„Wir nehmen nun die fünfte Halle im Landkreis in Betrieb – und auch die größte.“ Mit diesen Worten hat Landrat Lothar Wölfle am Montagvormittag die neue Notunterkunft für Geflüchtete in Friedrichshafen eröffnet. Sie ist in der Sporteinrichtung des örtlichen Berufsschulzentrums untergebracht. Fortan sollen hier bis zu 234 Menschen ein Dach über dem Kopf finden.
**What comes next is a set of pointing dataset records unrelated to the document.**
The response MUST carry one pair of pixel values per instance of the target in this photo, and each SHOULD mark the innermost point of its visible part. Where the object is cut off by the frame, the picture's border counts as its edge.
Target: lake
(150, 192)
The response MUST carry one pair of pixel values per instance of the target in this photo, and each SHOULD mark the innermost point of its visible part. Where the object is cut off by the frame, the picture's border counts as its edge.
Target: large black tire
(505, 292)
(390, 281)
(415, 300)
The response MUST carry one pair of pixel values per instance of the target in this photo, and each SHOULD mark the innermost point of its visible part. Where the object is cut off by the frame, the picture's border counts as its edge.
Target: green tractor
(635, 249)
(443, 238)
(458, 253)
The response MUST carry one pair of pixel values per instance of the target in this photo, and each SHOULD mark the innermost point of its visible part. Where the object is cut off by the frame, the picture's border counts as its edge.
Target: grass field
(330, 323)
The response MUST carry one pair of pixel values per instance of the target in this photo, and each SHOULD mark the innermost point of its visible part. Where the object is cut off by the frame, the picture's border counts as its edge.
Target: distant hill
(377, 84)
Vorbereitungen laufen seit den Herbstferien
Bereits im September vergangenen Jahres war bekannt geworden, dass die Anlage zur Unterkunft umfunktioniert werden soll. Seit den Herbstferien läuft der Umbau. Zunächst war noch ungeklärt, wohin die Jugendlichen aus den umliegenden drei Schulen sowie die Sportvereine, die dort ebenfalls trainieren, ausweichen sollen. Hierfür wurden inzwischen Lösungen gefunden. Sportlehrer unterrichten teils in Klassenräumen, auch andere Hallen in der Stadt werden genutzt. Vereine weichen ebenfalls aus. Zuletzt besichtigten vor gut zwei Wochen Vereinsmitglieder die fertig umgebaute Halle. Lothar Wölfle: „Der Austausch war konstruktiv.“ Dennoch wisse er, dass nicht alle zufrieden mit der Lage seien.
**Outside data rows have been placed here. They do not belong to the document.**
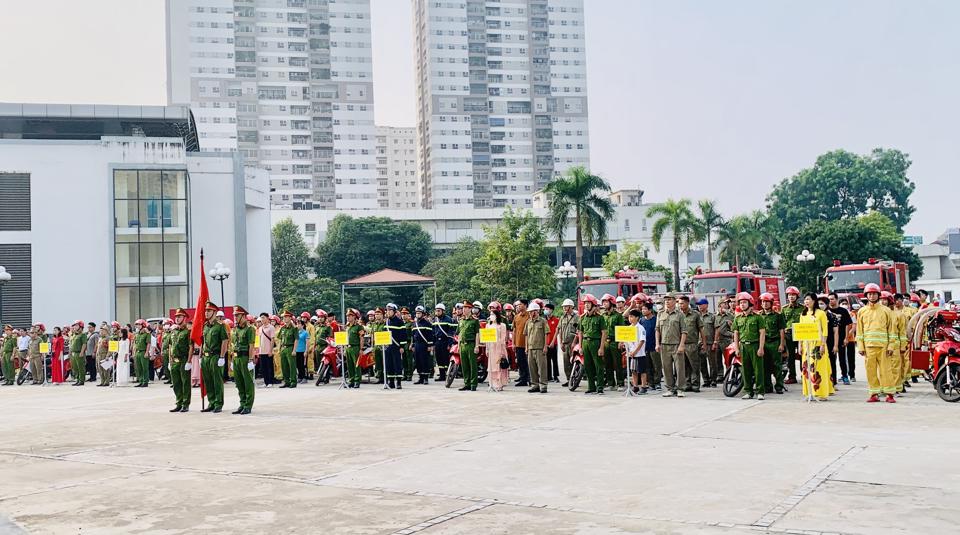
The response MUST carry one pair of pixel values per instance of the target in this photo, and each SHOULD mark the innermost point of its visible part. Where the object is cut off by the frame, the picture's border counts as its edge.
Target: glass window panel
(127, 262)
(151, 302)
(124, 184)
(174, 297)
(151, 262)
(174, 185)
(149, 184)
(128, 304)
(175, 262)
Aus Sicht der Verantwortlichen im Landratsamt schien es hingegen alternativlos, die Immobilie für Geflüchtete zu nutzen – die Liegenschaft gehört dem Landkreis. „Wir können nicht nur auf die Solidarität der Städte und Gemeinden warten“, begründete Lothar Wölfle nun erneut die Entscheidung. Zuletzt machte der Ortschaftsrat aus Tettnang-Kau, wo bislang noch Menschen in Not untergebracht sind, einen Schritt auf den Kreis zu: Die dortige Seldnerhalle wird nicht – wie vertraglich vereinbart – nur bis zum Jahresende 2022 genutzt. Das Abkommen wurde auf Ende April 2023 ausgeweitet. Dann sei aber Schluss, versprach der Landrat.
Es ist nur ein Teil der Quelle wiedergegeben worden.